If found guilty of the charges against him, Lupo could face up to three years in jail and a $250,000 fine, U.S. Atty. for the Northern District of Ohio Steven M Dettelback said.

He noted that while shale exploration provides great opportunities in the state and country, monitoring the players also provides a challenge when companies don't follow the laws.

Ohio Atty. Gen. Mike DeWine thanked the ODNR and other agencies for their roles in the investigation.

"This investigation was a joint effort," he said.

He told reporters the federal government filed the charges because of harsher penalties at that level.

If the state charged Lupo, it would be a misdemeanor with a maximum one year in prison.

"I think it's time Ohio law caught up to where federal law is," DeWine said.

He is pushing for new laws that would allow felony charges in similar cases with a three-to-five year sentence. 

An investigation revealed Lupo directed employees to dump the brine waste water and drilling mud into the sewer drain and the Jan. 31 incident was not an isolated incident.

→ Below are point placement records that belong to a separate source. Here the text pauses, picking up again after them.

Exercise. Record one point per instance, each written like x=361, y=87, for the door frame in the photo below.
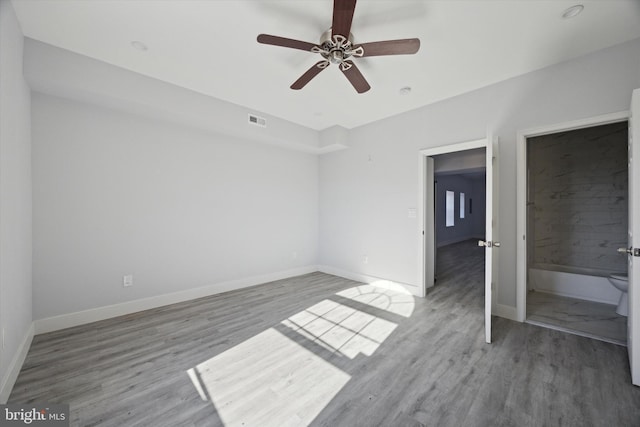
x=521, y=192
x=424, y=153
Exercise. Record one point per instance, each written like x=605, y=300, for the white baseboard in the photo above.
x=15, y=366
x=69, y=320
x=506, y=311
x=364, y=278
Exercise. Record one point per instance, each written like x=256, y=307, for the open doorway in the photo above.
x=483, y=150
x=460, y=200
x=459, y=225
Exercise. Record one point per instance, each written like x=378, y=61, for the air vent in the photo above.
x=257, y=120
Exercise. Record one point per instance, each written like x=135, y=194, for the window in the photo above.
x=450, y=222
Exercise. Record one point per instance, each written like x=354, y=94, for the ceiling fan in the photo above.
x=336, y=46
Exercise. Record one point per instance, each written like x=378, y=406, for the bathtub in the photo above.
x=572, y=282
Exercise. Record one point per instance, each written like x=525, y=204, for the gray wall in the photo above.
x=578, y=184
x=15, y=199
x=179, y=208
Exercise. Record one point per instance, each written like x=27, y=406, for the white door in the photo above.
x=633, y=321
x=490, y=242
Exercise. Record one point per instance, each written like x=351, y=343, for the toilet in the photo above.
x=620, y=281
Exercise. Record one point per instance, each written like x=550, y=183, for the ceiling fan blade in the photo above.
x=284, y=42
x=342, y=17
x=388, y=47
x=354, y=75
x=309, y=74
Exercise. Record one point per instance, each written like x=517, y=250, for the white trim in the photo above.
x=521, y=192
x=453, y=148
x=69, y=320
x=364, y=278
x=15, y=366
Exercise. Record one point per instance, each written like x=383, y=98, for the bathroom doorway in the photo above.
x=576, y=219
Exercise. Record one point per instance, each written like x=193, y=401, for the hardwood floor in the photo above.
x=325, y=351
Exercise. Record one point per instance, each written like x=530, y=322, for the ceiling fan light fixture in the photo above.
x=138, y=45
x=573, y=11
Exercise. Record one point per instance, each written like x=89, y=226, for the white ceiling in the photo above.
x=209, y=46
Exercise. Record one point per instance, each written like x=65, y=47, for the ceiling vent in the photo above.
x=257, y=120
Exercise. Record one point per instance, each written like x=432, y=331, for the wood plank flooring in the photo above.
x=325, y=351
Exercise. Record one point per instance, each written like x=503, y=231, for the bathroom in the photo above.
x=577, y=213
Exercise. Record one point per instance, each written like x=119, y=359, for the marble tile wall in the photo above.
x=578, y=189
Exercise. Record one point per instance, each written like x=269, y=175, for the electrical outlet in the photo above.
x=127, y=280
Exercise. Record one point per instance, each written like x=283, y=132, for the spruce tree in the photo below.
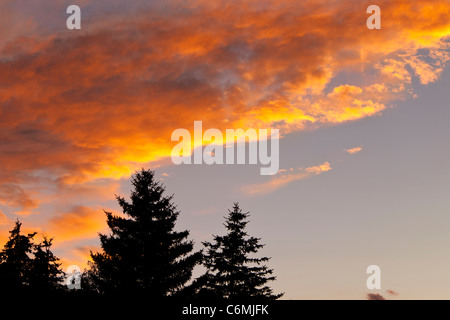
x=16, y=260
x=46, y=274
x=143, y=254
x=232, y=273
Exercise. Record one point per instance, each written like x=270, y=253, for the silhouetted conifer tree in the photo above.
x=231, y=272
x=15, y=260
x=143, y=254
x=46, y=274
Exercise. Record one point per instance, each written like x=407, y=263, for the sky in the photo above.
x=363, y=117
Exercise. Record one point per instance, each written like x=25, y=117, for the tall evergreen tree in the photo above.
x=16, y=260
x=143, y=254
x=46, y=273
x=231, y=271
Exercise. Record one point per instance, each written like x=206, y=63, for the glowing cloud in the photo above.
x=284, y=178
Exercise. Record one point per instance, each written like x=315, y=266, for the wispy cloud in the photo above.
x=375, y=296
x=283, y=178
x=354, y=150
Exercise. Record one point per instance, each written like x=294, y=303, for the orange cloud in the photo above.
x=283, y=179
x=353, y=150
x=14, y=196
x=80, y=223
x=79, y=110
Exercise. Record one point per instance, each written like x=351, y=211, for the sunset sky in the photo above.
x=363, y=115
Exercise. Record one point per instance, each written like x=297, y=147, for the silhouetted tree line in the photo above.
x=143, y=255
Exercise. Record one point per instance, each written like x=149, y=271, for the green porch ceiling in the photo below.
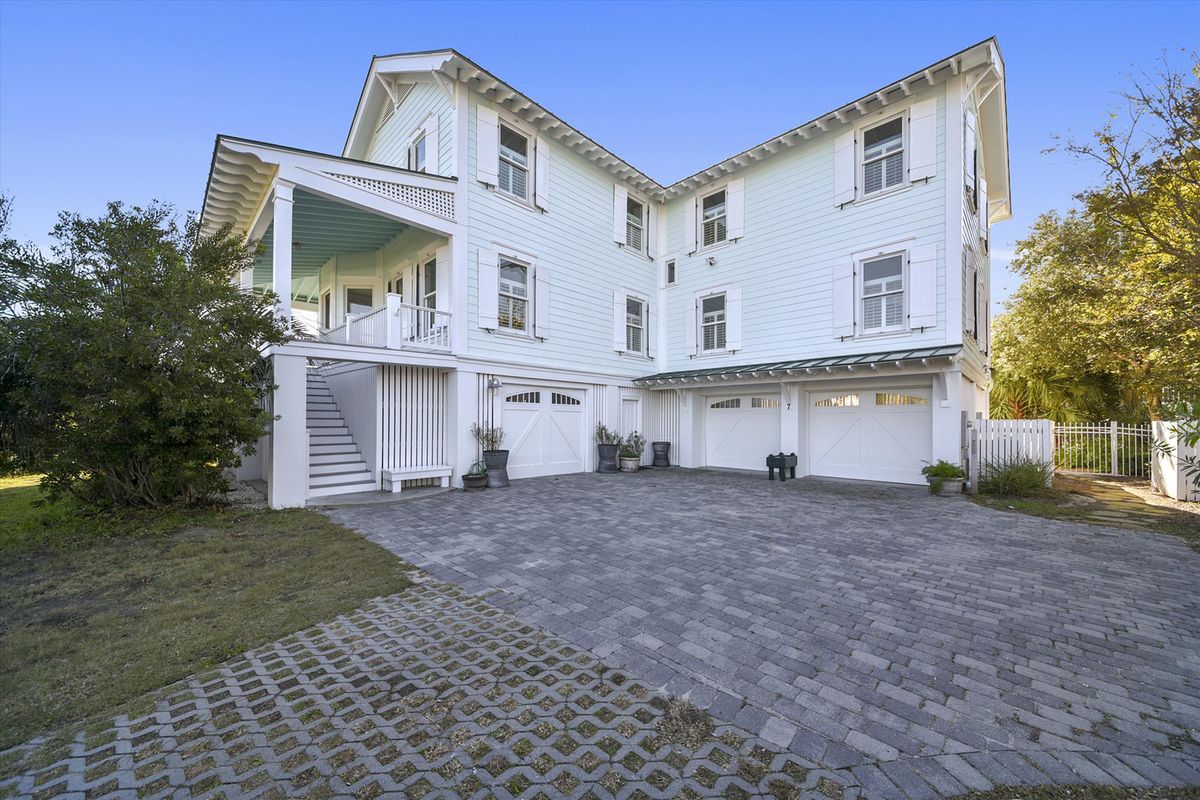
x=322, y=229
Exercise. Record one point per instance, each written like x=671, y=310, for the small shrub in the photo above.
x=1020, y=477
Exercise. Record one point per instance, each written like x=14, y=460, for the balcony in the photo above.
x=395, y=325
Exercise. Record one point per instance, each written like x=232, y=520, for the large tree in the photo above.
x=1110, y=295
x=131, y=360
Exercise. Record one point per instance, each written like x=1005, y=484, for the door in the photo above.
x=879, y=434
x=741, y=431
x=544, y=429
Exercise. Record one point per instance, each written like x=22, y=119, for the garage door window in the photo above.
x=840, y=401
x=897, y=398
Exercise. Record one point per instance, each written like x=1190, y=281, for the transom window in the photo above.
x=417, y=155
x=883, y=156
x=839, y=401
x=514, y=302
x=712, y=323
x=883, y=294
x=635, y=325
x=712, y=215
x=635, y=224
x=514, y=169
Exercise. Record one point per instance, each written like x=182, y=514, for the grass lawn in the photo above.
x=1083, y=793
x=101, y=609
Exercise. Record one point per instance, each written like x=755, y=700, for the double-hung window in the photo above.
x=712, y=323
x=635, y=226
x=883, y=294
x=514, y=300
x=514, y=167
x=417, y=155
x=713, y=220
x=883, y=156
x=635, y=325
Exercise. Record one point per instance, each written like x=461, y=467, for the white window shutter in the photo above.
x=923, y=287
x=443, y=277
x=693, y=323
x=983, y=209
x=689, y=226
x=541, y=282
x=844, y=169
x=733, y=319
x=432, y=163
x=487, y=145
x=652, y=230
x=619, y=198
x=541, y=174
x=489, y=289
x=844, y=299
x=736, y=215
x=923, y=139
x=618, y=320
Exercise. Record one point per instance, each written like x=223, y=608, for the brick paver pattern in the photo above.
x=429, y=693
x=922, y=645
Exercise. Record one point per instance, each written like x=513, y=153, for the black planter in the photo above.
x=607, y=458
x=497, y=468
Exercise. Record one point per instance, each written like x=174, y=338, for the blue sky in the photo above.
x=123, y=101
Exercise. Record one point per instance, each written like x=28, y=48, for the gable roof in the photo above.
x=449, y=65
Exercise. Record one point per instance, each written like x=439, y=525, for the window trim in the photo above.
x=701, y=247
x=505, y=121
x=861, y=193
x=861, y=296
x=700, y=322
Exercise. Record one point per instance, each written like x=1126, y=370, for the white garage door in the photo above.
x=543, y=431
x=880, y=434
x=741, y=431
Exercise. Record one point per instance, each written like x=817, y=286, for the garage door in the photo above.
x=879, y=434
x=741, y=431
x=543, y=431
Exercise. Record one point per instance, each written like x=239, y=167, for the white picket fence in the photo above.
x=1097, y=449
x=1103, y=449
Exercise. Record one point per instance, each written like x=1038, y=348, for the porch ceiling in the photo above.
x=322, y=229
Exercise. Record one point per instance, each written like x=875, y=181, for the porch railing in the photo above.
x=396, y=325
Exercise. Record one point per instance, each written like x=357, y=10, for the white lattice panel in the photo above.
x=436, y=202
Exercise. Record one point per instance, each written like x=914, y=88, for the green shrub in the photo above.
x=1020, y=477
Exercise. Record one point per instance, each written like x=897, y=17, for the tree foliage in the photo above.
x=131, y=370
x=1108, y=317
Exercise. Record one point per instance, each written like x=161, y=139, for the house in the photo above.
x=471, y=257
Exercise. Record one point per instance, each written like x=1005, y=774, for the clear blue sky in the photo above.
x=123, y=101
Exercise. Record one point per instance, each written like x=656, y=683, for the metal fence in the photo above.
x=1103, y=449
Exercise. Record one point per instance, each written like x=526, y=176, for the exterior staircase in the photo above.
x=335, y=464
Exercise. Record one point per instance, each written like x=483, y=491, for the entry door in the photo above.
x=879, y=434
x=741, y=431
x=544, y=431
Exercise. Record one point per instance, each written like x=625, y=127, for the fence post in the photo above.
x=1113, y=447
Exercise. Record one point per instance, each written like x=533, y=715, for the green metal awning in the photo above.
x=808, y=366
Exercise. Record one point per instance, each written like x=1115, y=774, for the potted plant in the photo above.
x=943, y=477
x=607, y=444
x=490, y=439
x=631, y=452
x=475, y=477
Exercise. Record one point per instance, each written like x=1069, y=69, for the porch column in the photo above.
x=281, y=251
x=287, y=481
x=462, y=409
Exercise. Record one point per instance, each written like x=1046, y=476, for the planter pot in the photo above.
x=949, y=486
x=497, y=468
x=607, y=458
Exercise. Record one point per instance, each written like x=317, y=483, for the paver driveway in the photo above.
x=925, y=644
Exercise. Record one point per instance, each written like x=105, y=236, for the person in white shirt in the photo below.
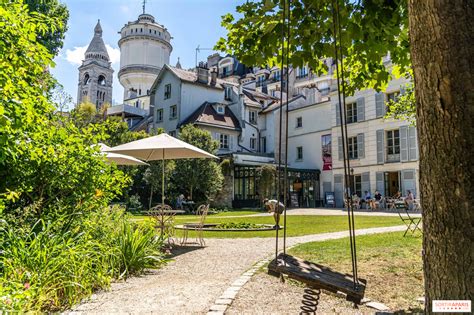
x=276, y=207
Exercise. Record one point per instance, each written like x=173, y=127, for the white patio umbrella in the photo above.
x=162, y=147
x=119, y=159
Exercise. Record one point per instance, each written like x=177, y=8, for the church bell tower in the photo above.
x=95, y=73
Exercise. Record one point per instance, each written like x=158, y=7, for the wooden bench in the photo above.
x=318, y=276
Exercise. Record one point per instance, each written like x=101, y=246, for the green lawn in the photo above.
x=219, y=214
x=296, y=225
x=391, y=264
x=235, y=212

Up to 250,000 gallons of waste may have been dumped under Lupo's direction and clean-up crews are still working to clean the waste that made its way to the Mahoning River.

Mahoning County Prosecutor Paul Gaines expressed his hope that the government agencies cleaning the river and its tributaries can recoup incurred costs and also thanked last month's tipster.

"Whoever tipped off the Ohio Department of Natural Resources should be applauded," he said at the event.